Challenges in Detection and Prevention: Current AI technology can generate text that closely mimics the style and structure of human-written reviews, making it challenging to develop automated detection mechanisms. While there are ongoing efforts to create algorithms to detect fake reviews, the continuous evolution of AI-generated content poses a significant challenge in staying ahead of such misuse.

Preventing Abuse and Ensuring Ethical Use

Given the ethical concerns related to the abuse of AI-generated reviews, it is critical to implement strategies and safeguards to mitigate these risks. The heptagon shown in Figure 10 presents seven suggested ways to ensure that AI-generated data is not leaked or misused:

A.: Data Access Control and Restriction:

To prevent the unauthorized use of AI-generated content, it is important to implement strict access control mechanisms. Only authorized individuals involved in the research or application should have access to the models and the generated data. Access can be restricted through role-based permissions and secure authentication protocols. By limiting access, the risk of misuse or leakage is minimized.

B.: Transparency and Disclosure Requirements:

AI-generated reviews should be transparently labeled as such. Platforms can implement policies requiring disclosure when content is generated by AI to maintain consumer awareness and trust. This allows consumers to differentiate between human-authored reviews and AI-generated content, preventing deception. Additionally, research and development in this area should be openly communicated to ensure stakeholders are aware of the potential implications of the technology.

C.: Ethical AI Guidelines and Compliance:

Research projects involving AI-generated content should comply with ethical guidelines that prioritize the responsible development and use of AI technologies. This includes adhering to principles such as fairness, accountability, and transparency. Ethical AI frameworks can provide a foundation for ensuring that AI models are used responsibly and that potential harms are minimized.

D.: Watermarking and Traceability of AI-Generated Content:

To prevent the misuse of AI-generated reviews, watermarking or embedding traceable metadata within the generated content can be employed. This allows for the origin of the content to be tracked and verified, ensuring that if AI-generated reviews are misused, they can be traced back to their source. This method of traceability ensures accountability and helps mitigate the risk of abuse.

E.: Collaboration with Regulatory Bodies:

Working closely with regulatory authorities and consumer protection agencies can help create guidelines and standards for the ethical use of AI in review generation. Collaborative efforts can result in more robust policies to prevent the spread of misleading AI-generated content while ensuring accountability in its deployment.

F.: Audit Mechanisms and Monitoring:

Regular audits and monitoring of AI-generated data should be conducted to ensure that the technology is being used appropriately and ethically. Auditing mechanisms should be in place to identify any signs of data leakage or misuse. Additionally, monitoring tools can help detect abnormal patterns in AI-generated reviews, allowing for timely interventions if unethical behavior is identified.

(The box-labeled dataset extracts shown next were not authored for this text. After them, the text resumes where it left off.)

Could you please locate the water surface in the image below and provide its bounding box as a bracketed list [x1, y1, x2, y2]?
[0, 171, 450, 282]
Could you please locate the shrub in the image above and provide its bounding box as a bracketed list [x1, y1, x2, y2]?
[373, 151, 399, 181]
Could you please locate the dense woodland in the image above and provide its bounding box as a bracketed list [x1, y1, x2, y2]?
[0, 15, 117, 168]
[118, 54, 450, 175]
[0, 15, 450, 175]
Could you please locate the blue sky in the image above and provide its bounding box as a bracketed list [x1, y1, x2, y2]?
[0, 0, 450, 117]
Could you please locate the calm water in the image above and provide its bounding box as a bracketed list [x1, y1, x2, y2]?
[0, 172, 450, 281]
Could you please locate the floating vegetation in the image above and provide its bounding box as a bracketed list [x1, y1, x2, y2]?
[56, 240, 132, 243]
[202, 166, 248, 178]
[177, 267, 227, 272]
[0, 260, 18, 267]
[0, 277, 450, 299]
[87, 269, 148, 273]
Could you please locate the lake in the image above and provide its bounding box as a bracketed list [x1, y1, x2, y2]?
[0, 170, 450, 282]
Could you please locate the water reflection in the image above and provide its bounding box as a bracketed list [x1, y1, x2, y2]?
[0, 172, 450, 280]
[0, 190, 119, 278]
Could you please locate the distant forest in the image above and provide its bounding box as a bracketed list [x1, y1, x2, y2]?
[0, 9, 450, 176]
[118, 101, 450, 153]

G.: Secure Data Storage and Encryption:

Ensuring the security of the data generated by AI models is paramount. Sensitive data, such as model parameters or training data, should be securely stored using encryption techniques. By implementing secure data storage protocols, researchers can prevent unauthorized access or leakage of the generated data, reducing the risk of unethical usage.

8. Conclusions

The study presented a novel AI-generated spam review detection framework that effectively addresses the growing challenge of deceptive reviews on online platforms. By integrating advanced Deep Learning algorithms and Natural Language Processing techniques, this framework demonstrated superior performance in identifying spam reviews, particularly those generated by AI tools. The comprehensive evaluation across multiple models and embedding techniques, such as Word2Vec, highlighted the BiLSTM model’s outstanding capability, achieving an accuracy of 98.46% and excellent precision, recall, and F1-score values of 0.987, 0.979, and 0.983, respectively. The second-best performer proved to be a One-Hot Encoding-based GRU model with an accuracy of 96.4% and values achieved for precision, recall, and F1-score of 0.958, 0.966, and 0.962, respectively. The research’s findings underscore the importance of sophisticated AI-driven solutions in maintaining the integrity of online platforms. The framework not only outperformed the traditional machine learning models but also provided a scalable and accurate method for detecting AI-generated spam, contributing significantly to enhancing the reliability of online reviews. This work lays the foundation for the future developments in spam detection, offering a robust tool that can be seamlessly integrated into various online environments to safeguard consumer trust and improve the decision-making processes.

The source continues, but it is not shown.